One of my implicit assumptions was reversed after coming across this interesting factoid from John Pucher’s report[pdf] on cycling in the Netherlands, Denmark and Germany:
The Netherlands, Denmark and Germany have been among the most successful countries at promoting cycling for daily travel. Since all three countries are quite affluent, their high levels of cycling are not due to an inability to afford more expensive transport modes. Indeed, levels of car ownership in the three countries are among the highest in the world. The case of Germany is particularly noteworthy. Although it has a much higher level of car ownership than the UK, the bike
share of trips in Germany is almost ten times higher in Germany than in the UK. Clearly, high levels of car ownership do not preclude cycling.
So, we can let people attain the “Singaporean Dream” of owning a car while promoting cycling.
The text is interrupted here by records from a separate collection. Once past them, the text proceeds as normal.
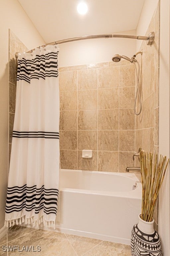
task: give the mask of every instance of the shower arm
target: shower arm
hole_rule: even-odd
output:
[[[149,33],[148,36],[130,36],[127,35],[114,35],[113,34],[106,34],[106,35],[96,35],[93,36],[80,36],[79,37],[74,37],[73,38],[68,38],[64,40],[60,40],[59,41],[55,41],[51,43],[45,44],[39,46],[38,48],[40,47],[45,47],[46,45],[52,45],[55,44],[63,44],[64,43],[67,43],[69,42],[73,42],[73,41],[77,41],[79,40],[84,40],[85,39],[93,39],[94,38],[108,38],[113,37],[119,37],[125,38],[132,38],[133,39],[137,39],[139,40],[145,40],[147,41],[147,44],[148,45],[151,45],[152,44],[155,38],[155,33],[154,32],[151,32]],[[31,53],[35,49],[27,52],[27,53]],[[16,52],[15,54],[16,58],[17,58],[19,52]]]

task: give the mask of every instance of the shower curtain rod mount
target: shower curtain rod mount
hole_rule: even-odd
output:
[[[55,41],[54,42],[45,44],[38,47],[45,47],[46,45],[52,45],[59,44],[63,44],[64,43],[67,43],[69,42],[73,42],[73,41],[77,41],[79,40],[84,40],[85,39],[93,39],[94,38],[109,38],[113,37],[119,37],[125,38],[132,38],[133,39],[138,39],[139,40],[145,40],[147,41],[148,45],[151,45],[154,41],[155,38],[155,33],[154,32],[151,32],[149,33],[148,36],[130,36],[128,35],[114,35],[113,34],[106,34],[105,35],[96,35],[93,36],[80,36],[79,37],[74,37],[73,38],[68,38],[63,40],[60,40],[59,41]],[[35,48],[32,49],[27,53],[31,53],[33,51],[35,50]],[[16,52],[15,56],[16,58],[18,58],[19,52]]]

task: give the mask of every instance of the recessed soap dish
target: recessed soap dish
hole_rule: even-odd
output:
[[[92,150],[83,149],[82,150],[82,157],[83,158],[91,158]]]

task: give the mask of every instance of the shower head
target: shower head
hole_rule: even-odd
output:
[[[119,54],[115,54],[112,58],[112,60],[115,62],[119,62],[121,60],[121,57]]]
Quite simply, we have to tax car usage rather than car ownership more heavily, which is why I support ERP.
And high levels of cycling do not preclude economic efficiency, or whatever it is people here always claim we’ll lose by promoting cycling. People always have all sorts of excuses why we cannot be an Amsterdam or a Copenhagen. Fine, perhaps those cities really are too small for comparison (less than a million inhabitants each). But what about Chicago, where I lived and biked happily for three years, where there actually are bike lanes on many major streets, where there are more bike commuters on the coldest day of winter than there are any day here? And Berlin, of which Pucher writes:
In 2004, for example, Berlin (3.4 million inhabitants) had 860 km of completely separate bike paths, 60 km of bike lanes on streets, 50 km of bike lanes on sidewalks, 100 km of mixed-use pedestrian-bike paths and 70 km of combined bus-bike lanes on streets.
Does anyone really want to argue that Berlin and Chicago are examples of how promoting cycling can cause the economic downfall of large cities?